Even from the front row, amidst the stench of thirty sweaty hockey players, I could smell it. Sweet. Artificial. Cloying. It was giving me a headache.

Focus, Volkov.

I forced my eyes to the screen. The data was good. Surprisingly good. Her analysis of our defensive breakdown in the neutral zone was accurate. She had identified that our left-side defenseman, Miller, was pinching too early, leaving the slot exposed.

She was smart.

That was a problem.

If she were stupid, I could ignore her. If she were incompetent, I could have her fired by noon. But she was smart, which meant she was going to be around. And if she was around, she was a variable I hadn’t accounted for.

My life was a series of controlled environments.

I ate the same meal at 8:00 AM (four eggs, oatmeal, black coffee).

I stretched at 9:00 AM.

I watched tape at 10:00 AM.

I allowed zero deviations. Deviations led to mistakes. Mistakes led to goals. Goals led to losing.

Losing made you my father.

A washed-up, drunk ex-legend sobbing on a talk show about how he blew his millions on blackjack and vodka.

I tightened my hand around my coffee cup, the ceramic groaning under the pressure.

Divining rod.

The words from the screen flashed in my mind again. I felt a muscle in my jaw jump.

It wasn't just that she read smut. Half the girls on campus read that garbage. It was the contrast. The oversized, shapeless grey sweater. The thick-rimmed glasses that kept sliding down her nose. The frantic, terrified energy of a rabbit cornered by wolves.

She projected an image of innocence so aggressive it felt fake. But the book... the book suggested a mind that was rolling around in the gutter.

I watched her turn to point at the screen. The sweater rode up slightly. Just an inch. I saw a sliver of skin at her hip. Pale. Smooth.
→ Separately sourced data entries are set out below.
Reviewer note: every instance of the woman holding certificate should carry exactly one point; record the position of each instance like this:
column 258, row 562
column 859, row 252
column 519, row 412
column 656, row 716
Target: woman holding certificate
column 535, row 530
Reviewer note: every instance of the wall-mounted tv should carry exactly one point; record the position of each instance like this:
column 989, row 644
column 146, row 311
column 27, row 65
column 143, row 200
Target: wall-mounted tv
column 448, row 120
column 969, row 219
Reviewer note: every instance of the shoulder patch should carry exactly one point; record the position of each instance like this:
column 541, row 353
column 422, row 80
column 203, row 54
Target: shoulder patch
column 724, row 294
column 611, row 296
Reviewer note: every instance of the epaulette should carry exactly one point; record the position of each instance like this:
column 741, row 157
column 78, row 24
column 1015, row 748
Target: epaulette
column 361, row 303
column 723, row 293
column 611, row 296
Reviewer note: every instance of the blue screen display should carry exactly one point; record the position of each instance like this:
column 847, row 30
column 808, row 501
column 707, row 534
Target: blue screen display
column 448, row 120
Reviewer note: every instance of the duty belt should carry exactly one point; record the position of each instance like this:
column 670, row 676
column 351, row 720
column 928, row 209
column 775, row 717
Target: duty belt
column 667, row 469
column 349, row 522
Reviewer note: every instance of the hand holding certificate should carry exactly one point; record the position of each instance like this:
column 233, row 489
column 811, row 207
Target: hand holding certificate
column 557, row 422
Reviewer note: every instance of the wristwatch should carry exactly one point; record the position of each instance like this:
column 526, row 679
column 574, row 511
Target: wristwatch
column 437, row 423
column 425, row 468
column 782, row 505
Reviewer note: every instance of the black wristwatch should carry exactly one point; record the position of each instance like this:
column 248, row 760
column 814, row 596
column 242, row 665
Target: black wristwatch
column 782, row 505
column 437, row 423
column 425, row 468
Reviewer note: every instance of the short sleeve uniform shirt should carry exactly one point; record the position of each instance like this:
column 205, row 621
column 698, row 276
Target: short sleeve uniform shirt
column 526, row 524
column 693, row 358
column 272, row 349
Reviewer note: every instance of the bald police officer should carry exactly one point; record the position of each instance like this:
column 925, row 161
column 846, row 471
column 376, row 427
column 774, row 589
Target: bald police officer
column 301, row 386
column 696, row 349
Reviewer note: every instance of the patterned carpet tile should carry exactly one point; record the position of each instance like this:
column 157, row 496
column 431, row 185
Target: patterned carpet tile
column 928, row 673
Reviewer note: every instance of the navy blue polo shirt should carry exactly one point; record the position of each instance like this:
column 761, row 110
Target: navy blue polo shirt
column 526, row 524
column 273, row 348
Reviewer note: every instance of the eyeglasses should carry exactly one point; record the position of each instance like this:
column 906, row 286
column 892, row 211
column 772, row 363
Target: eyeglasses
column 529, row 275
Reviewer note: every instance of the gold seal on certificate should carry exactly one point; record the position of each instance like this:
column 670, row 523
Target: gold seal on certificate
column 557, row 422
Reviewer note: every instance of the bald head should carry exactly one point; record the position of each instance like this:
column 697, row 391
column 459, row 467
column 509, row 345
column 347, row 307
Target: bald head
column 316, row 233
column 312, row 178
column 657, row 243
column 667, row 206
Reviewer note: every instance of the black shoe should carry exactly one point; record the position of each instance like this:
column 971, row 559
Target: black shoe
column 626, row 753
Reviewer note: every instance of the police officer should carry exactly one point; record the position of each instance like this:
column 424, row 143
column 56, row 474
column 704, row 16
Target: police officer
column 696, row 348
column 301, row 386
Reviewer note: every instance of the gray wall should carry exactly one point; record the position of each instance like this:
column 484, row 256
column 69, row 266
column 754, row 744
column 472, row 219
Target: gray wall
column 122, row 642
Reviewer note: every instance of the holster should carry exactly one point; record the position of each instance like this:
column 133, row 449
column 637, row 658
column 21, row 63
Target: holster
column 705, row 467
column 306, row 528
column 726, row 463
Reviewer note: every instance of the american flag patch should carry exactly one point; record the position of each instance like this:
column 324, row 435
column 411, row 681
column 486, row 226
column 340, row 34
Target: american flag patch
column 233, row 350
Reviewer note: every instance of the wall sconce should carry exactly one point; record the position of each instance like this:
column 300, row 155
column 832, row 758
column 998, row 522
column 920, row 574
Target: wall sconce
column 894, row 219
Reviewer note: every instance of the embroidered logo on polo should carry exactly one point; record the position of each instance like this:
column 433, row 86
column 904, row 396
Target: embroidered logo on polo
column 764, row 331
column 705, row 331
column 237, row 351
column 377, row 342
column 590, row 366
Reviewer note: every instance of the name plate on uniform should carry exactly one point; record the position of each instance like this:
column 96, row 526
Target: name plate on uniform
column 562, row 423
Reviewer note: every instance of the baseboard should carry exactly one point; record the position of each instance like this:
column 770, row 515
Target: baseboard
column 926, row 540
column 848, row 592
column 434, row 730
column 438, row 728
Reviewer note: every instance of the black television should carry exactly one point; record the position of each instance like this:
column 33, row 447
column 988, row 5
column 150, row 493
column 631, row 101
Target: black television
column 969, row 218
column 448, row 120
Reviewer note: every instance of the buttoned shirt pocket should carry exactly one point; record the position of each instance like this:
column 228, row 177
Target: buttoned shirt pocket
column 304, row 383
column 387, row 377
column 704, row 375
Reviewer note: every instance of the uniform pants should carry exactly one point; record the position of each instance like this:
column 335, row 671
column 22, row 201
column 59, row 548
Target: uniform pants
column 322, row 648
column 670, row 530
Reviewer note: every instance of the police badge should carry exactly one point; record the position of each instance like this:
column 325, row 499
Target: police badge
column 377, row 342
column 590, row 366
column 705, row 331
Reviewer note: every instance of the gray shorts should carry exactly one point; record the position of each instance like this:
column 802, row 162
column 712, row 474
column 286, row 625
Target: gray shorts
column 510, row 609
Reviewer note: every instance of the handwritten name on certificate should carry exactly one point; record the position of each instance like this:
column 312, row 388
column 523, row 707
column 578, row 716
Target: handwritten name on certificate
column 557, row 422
A sudden, sharp heat flared in my gut. Low. heavy.

I frowned, irritated. No.

I didn’t do distraction. I didn’t do "attraction" to staff members. And I certainly didn’t do neurotics who blushed the color of a fire engine because of a technical glitch.
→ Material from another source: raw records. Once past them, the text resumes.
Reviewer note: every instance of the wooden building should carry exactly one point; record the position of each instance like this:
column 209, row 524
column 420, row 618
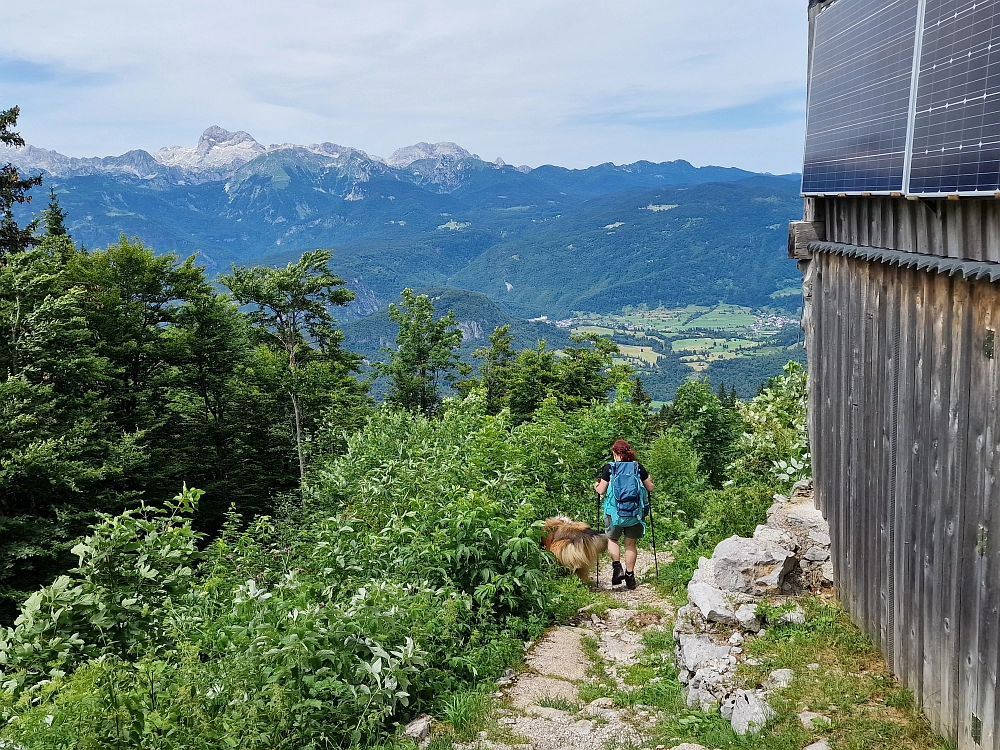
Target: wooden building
column 901, row 315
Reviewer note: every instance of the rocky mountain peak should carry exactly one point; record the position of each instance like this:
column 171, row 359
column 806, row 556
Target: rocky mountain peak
column 219, row 151
column 446, row 150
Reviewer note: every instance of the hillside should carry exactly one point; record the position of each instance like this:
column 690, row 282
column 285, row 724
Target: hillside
column 477, row 317
column 434, row 214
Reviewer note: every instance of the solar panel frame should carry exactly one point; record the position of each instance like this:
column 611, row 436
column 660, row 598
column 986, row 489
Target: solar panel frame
column 859, row 106
column 955, row 142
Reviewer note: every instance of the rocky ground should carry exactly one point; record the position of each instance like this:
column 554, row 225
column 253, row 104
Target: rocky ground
column 541, row 708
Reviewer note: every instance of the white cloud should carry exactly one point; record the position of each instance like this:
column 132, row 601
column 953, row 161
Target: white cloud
column 573, row 82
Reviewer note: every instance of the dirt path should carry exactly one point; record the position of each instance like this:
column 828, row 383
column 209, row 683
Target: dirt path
column 545, row 706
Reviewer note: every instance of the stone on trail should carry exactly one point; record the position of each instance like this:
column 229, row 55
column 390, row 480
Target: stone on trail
column 560, row 654
column 696, row 650
column 419, row 728
column 746, row 616
column 751, row 566
column 530, row 688
column 796, row 616
column 750, row 712
column 712, row 602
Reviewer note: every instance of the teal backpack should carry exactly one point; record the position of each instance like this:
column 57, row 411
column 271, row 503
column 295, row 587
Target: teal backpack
column 627, row 495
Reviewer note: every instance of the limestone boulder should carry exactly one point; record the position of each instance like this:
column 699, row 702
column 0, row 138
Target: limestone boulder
column 751, row 712
column 750, row 566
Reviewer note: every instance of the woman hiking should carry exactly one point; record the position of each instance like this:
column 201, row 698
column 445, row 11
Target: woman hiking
column 625, row 507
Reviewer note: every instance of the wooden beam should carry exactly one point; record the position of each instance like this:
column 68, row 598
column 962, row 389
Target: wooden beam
column 800, row 234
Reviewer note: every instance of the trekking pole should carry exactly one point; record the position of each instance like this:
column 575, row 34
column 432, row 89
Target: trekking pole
column 600, row 524
column 652, row 526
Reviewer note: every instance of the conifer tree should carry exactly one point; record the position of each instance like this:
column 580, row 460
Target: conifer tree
column 425, row 356
column 14, row 190
column 54, row 218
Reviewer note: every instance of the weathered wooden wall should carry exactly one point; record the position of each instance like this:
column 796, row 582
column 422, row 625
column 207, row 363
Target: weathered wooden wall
column 968, row 228
column 906, row 448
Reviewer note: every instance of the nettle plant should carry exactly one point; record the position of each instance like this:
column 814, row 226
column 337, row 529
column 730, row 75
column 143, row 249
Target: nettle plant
column 111, row 603
column 776, row 443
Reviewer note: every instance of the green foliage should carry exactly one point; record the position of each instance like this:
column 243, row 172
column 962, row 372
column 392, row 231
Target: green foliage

She finished the presentation, her chest heaving slightly as if she’d just run a marathon.

"So," she said, her voice breathy. "Based on this, if we adjust the forecheck strategy, we should see a 5% reduction in shots against."

The room was silent. The guys were still smirking, still recovering from the smut show, but they respected the numbers.

"Any questions?" she asked. She looked terrified that someone might actually ask one.

Jax raised his hand. "Yeah. Does the Earl ever get the girl?"

The room erupted again.

Belinda froze. Her hands clenched into fists at her sides. I saw her knuckles turn white. She looked like she was about to cry, or vomit, or both.

Something in my chest tightened. A protective instinct? No. Just annoyance. The noise was inefficient. We were wasting time.

I stood up.

The sound of my chair scraping back silenced the room instantly. Pavlovian response. I was the Captain. When I moved, the pack waited.

I didn’t look at Jax. I looked at her.

She looked up at me, eyes wide behind the lenses. They were hazel. Green and brown and gold. Chaotic.

"The analysis on Miller is correct," I said. My voice sounded rougher than usual. "Send the files to my tablet. I want the raw data, not the summary."

She blinked. "Oh. Okay. I can—I can do that right now."

"Good."

I should have walked away. The meeting was over. Practice started in twenty minutes. I had a routine.

But I didn’t move. I stepped closer to the edge of the stage. She was standing above me, but I still felt like I was towering over her.

"And O’Shea?" I said, lowering my voice so only the front row—and her—could hear.

She leaned down slightly, compelled by the gravity of the moment. "Yes?"

I could smell the vanilla stronger now. And something else beneath it. Fear. And... heat.